Technical Assistance
The VRP provides support to park areas to assess the potential visual impacts from a wide variety of threats both within a park unit and beyond a unit’s boundaries. This support can include:
- Reviewing and commenting on environmental documents, including visual impact assessments, simulations and other analyses of proposed projects.
- Assisting with agency coordination for potential renewable or conventional energy development, mining, transportation and other land use changes or projects.
Policy and Guidance
Through the VRP, the NPS Air Resources Division is participating in efforts to develop consistency across the NPS and among other agencies with respect to visual resource management. For example, NPS and BLM have organized a group that includes the visual resource leads of almost a dozen federal agencies to develop consistent ways for assessing impacts to the visual landscape and mitigating those impacts at a landscape scale.

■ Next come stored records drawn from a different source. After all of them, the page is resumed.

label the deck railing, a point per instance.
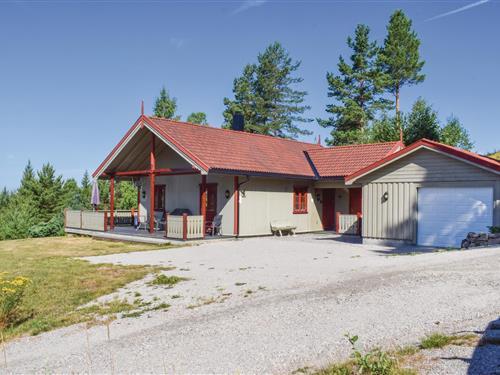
(178, 227)
(348, 224)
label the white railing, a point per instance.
(175, 226)
(194, 227)
(93, 220)
(185, 227)
(348, 224)
(73, 218)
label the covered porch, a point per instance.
(176, 197)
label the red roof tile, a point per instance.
(339, 161)
(481, 160)
(223, 149)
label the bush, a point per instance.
(11, 295)
(51, 228)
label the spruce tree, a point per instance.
(454, 134)
(422, 123)
(399, 57)
(266, 96)
(197, 118)
(165, 106)
(356, 90)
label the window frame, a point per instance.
(160, 188)
(300, 196)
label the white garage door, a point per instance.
(446, 215)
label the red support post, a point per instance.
(105, 221)
(236, 203)
(184, 226)
(112, 202)
(203, 202)
(152, 165)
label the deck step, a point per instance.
(492, 336)
(495, 324)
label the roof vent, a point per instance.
(238, 122)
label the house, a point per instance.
(426, 193)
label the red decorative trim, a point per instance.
(236, 203)
(302, 193)
(110, 155)
(466, 155)
(184, 226)
(112, 202)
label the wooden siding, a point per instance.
(396, 218)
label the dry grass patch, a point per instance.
(60, 283)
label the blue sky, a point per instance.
(73, 73)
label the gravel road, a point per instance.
(273, 305)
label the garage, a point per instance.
(447, 214)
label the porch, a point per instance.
(176, 229)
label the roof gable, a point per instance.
(450, 151)
(340, 161)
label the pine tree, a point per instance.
(27, 181)
(48, 193)
(399, 57)
(356, 89)
(454, 134)
(165, 106)
(266, 96)
(197, 118)
(386, 128)
(422, 123)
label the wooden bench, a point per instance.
(280, 226)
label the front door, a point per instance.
(211, 202)
(355, 201)
(328, 209)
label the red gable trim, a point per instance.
(122, 141)
(468, 156)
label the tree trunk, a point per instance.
(398, 117)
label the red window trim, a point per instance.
(158, 188)
(302, 193)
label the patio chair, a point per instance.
(216, 226)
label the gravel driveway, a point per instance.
(275, 305)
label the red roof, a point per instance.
(229, 150)
(481, 160)
(341, 161)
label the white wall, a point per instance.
(266, 199)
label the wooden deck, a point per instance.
(129, 234)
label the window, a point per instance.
(300, 200)
(159, 197)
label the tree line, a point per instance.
(36, 208)
(365, 93)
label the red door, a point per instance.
(328, 209)
(211, 203)
(354, 201)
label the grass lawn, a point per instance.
(60, 283)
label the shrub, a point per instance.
(11, 296)
(51, 228)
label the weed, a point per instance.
(166, 280)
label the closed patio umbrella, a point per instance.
(94, 199)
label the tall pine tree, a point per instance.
(422, 122)
(266, 96)
(165, 106)
(399, 57)
(356, 89)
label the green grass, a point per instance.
(61, 284)
(438, 340)
(167, 280)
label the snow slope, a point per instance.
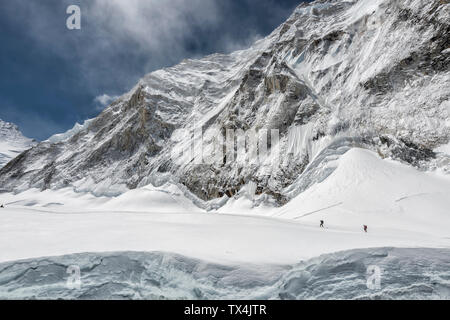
(12, 142)
(364, 189)
(335, 75)
(404, 274)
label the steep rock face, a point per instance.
(12, 142)
(335, 75)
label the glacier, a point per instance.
(359, 94)
(405, 274)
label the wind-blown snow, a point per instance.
(404, 274)
(12, 142)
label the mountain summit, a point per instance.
(371, 74)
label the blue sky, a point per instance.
(52, 77)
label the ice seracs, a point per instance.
(335, 76)
(12, 142)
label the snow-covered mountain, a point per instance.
(12, 142)
(372, 74)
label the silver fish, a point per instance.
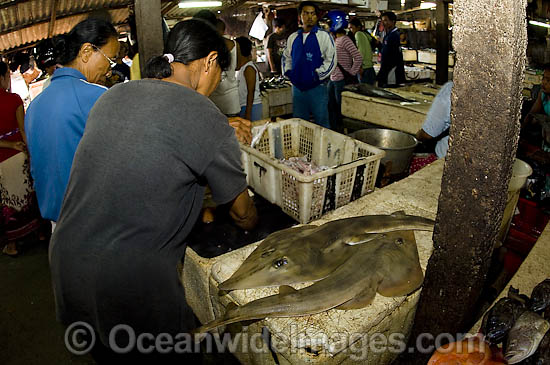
(388, 265)
(525, 336)
(540, 296)
(311, 253)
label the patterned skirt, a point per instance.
(20, 215)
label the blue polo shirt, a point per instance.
(54, 124)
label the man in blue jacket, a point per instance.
(308, 60)
(392, 68)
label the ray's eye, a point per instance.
(268, 252)
(280, 262)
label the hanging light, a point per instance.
(199, 4)
(428, 5)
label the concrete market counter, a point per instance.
(403, 116)
(334, 336)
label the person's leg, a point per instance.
(257, 110)
(318, 101)
(332, 104)
(300, 104)
(338, 88)
(369, 76)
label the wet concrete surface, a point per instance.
(222, 235)
(29, 332)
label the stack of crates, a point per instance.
(352, 168)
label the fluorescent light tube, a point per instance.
(428, 5)
(199, 4)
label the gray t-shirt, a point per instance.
(135, 191)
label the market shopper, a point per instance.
(136, 190)
(438, 121)
(56, 118)
(363, 42)
(249, 82)
(542, 102)
(226, 95)
(276, 43)
(308, 60)
(19, 214)
(347, 70)
(392, 67)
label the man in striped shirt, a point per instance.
(308, 61)
(348, 67)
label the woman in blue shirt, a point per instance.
(56, 119)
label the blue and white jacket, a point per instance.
(307, 62)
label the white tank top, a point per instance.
(226, 95)
(243, 91)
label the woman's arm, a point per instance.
(250, 77)
(243, 211)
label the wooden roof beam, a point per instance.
(53, 11)
(172, 5)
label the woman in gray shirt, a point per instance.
(136, 189)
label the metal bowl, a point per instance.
(399, 146)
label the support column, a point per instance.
(149, 30)
(442, 42)
(490, 38)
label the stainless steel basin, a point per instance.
(399, 146)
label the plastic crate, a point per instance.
(354, 166)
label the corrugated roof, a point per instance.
(24, 22)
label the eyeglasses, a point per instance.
(111, 62)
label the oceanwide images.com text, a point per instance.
(80, 338)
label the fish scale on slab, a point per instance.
(311, 253)
(359, 278)
(525, 337)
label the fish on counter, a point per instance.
(525, 336)
(500, 319)
(540, 296)
(542, 355)
(472, 350)
(387, 263)
(310, 253)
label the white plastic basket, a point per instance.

As part of the effort to develop consistency across the NPS in addressing visual resource issues, the VRP also develops guidance documents, such as the Guide to Evaluating Visual Impact Assessments for Renewable Energy Projects (Issued 2014, 198 pp). The Guide presents detailed information to assist park and regional resource managers in evaluating the adequacy of visual impact assessments prepared for proposed utility-scale renewable energy projects.
Future topics and guidance documents will be developed based on feedback from parks and other NPS resource programs.